Unfortunately there is no confirmation how much each intervention affects the virus's spread, although there are estimates.
"Opening schools versus workplaces versus other gatherings - understanding how much they increase the reproduction number is going to be the challenge," said Dr Kucharski.
Another issue is that people's behaviour changes over time, so the number can creep up even if lockdown policies remain unchanged.
What is likely to be needed are new ways of controlling the virus, such as more extensive testing and tracing or location-tracking apps.
These can suppress the reproduction number in a more targeted way, allowing some of the other measures to be lifted.
Is it the most important number?
The reproduction number is one of the big three.

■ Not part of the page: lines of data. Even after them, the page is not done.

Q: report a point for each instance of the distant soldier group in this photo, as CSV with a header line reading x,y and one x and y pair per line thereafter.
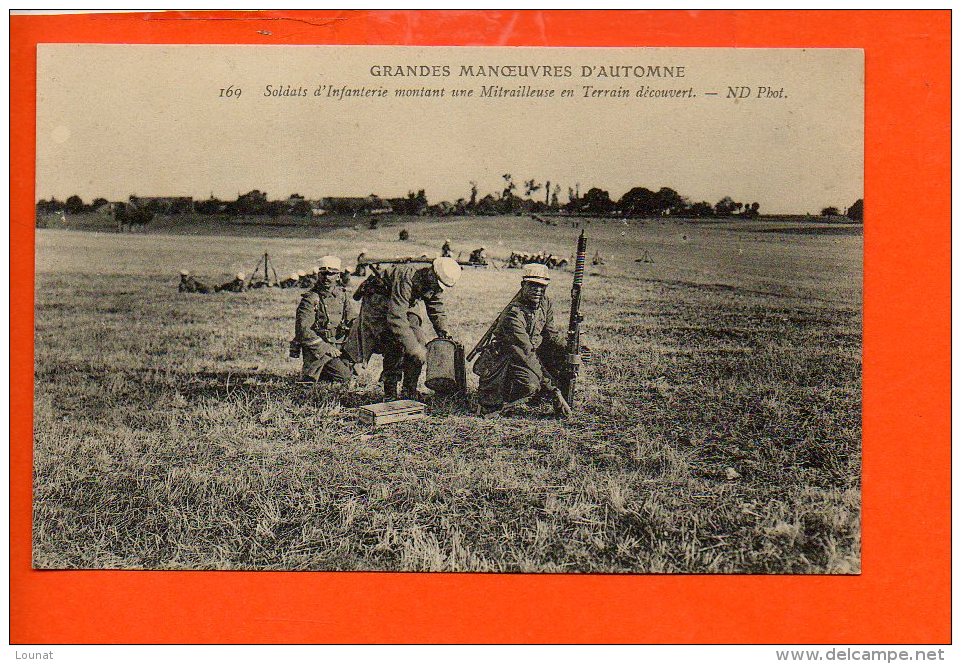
x,y
519,359
239,284
519,259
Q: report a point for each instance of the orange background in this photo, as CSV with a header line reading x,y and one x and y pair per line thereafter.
x,y
903,594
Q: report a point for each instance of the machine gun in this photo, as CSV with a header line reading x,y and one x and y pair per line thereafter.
x,y
424,260
489,335
568,380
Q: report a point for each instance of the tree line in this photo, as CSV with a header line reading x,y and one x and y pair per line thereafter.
x,y
530,196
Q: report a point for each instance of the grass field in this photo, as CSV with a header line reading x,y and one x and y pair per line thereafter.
x,y
718,429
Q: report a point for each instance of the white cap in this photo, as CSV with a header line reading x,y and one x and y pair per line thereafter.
x,y
447,271
329,264
538,273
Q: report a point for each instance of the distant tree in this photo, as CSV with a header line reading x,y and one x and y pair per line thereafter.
x,y
488,205
725,207
701,209
856,211
668,201
597,201
509,186
638,202
53,205
74,204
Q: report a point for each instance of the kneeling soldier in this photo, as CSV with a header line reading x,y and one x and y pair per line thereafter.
x,y
322,321
290,281
236,285
388,325
525,351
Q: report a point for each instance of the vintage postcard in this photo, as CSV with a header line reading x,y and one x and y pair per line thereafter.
x,y
448,309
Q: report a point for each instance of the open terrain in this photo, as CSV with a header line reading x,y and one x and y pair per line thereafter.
x,y
718,429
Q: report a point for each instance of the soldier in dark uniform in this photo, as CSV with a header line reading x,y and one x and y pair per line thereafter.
x,y
236,285
290,281
477,257
361,269
525,352
388,325
190,284
322,321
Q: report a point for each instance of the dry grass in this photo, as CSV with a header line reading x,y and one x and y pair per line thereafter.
x,y
718,429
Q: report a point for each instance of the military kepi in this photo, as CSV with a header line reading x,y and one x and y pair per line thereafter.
x,y
329,264
447,271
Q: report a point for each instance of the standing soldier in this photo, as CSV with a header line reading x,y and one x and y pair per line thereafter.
x,y
388,325
236,285
477,257
524,352
190,284
290,281
321,327
361,269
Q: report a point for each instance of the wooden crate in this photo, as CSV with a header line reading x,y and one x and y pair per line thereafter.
x,y
377,414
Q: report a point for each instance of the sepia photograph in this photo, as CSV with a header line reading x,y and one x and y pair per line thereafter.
x,y
448,309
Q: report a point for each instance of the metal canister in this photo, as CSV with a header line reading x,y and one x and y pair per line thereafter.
x,y
446,370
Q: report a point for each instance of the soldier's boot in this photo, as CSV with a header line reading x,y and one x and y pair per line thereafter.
x,y
390,390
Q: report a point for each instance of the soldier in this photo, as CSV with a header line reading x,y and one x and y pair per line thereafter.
x,y
525,351
323,317
361,269
190,284
388,325
236,285
290,281
477,257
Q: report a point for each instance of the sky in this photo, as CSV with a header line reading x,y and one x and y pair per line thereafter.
x,y
116,120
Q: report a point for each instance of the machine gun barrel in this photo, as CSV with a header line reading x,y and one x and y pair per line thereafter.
x,y
424,260
568,382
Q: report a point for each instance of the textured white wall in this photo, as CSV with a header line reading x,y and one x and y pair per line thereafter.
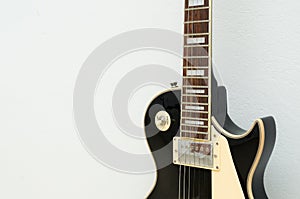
x,y
43,44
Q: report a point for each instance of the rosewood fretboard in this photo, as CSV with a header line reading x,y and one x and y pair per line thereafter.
x,y
196,91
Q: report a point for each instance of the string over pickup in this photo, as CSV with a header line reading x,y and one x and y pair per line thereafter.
x,y
196,153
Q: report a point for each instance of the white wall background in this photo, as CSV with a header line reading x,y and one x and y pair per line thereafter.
x,y
43,44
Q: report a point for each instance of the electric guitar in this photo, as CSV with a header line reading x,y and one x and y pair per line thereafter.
x,y
209,156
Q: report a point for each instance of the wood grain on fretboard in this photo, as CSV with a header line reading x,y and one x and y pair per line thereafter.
x,y
195,107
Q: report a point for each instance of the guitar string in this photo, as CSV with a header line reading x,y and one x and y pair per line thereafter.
x,y
191,54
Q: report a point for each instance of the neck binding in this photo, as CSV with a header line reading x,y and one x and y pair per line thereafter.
x,y
197,62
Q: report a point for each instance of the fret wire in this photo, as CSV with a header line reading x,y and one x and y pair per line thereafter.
x,y
198,21
197,34
196,67
193,46
204,30
195,57
198,8
194,103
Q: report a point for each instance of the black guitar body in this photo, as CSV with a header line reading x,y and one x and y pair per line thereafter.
x,y
243,151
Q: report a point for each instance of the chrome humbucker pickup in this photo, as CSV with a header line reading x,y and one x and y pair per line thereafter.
x,y
196,153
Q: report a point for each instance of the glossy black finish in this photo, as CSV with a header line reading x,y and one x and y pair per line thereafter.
x,y
243,151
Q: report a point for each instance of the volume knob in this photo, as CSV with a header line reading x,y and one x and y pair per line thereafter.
x,y
163,120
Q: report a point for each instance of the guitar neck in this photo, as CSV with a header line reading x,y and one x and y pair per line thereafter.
x,y
197,67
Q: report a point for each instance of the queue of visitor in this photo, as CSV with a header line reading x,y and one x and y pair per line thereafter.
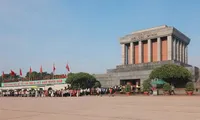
x,y
59,93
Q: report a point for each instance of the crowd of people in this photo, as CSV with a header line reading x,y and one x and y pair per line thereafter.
x,y
66,92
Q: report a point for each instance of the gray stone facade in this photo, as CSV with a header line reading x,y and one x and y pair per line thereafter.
x,y
141,71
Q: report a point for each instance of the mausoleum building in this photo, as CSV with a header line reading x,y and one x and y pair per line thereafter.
x,y
144,50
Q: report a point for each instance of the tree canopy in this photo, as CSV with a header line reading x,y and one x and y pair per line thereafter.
x,y
171,73
82,80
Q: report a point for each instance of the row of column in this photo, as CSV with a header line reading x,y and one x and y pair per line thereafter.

Another is severity - if you have a very mild disease that does not cause many problems then you can relax a bit. Coronavirus, and the disease it causes, Covid-19, is severe and deadly, unfortunately.
The last is the number of cases, which is important for deciding when to act. If you have a high number, but ease restrictions so the reproduction number is about one then you will continue to have a high number of cases.
What about a vaccine?
Having a vaccine is another way to bring down the reproduction number.
A coronavirus patient would naturally infect three others on average, but if a vaccine could protect two of them from infection then the reproduction number would fall from three to one.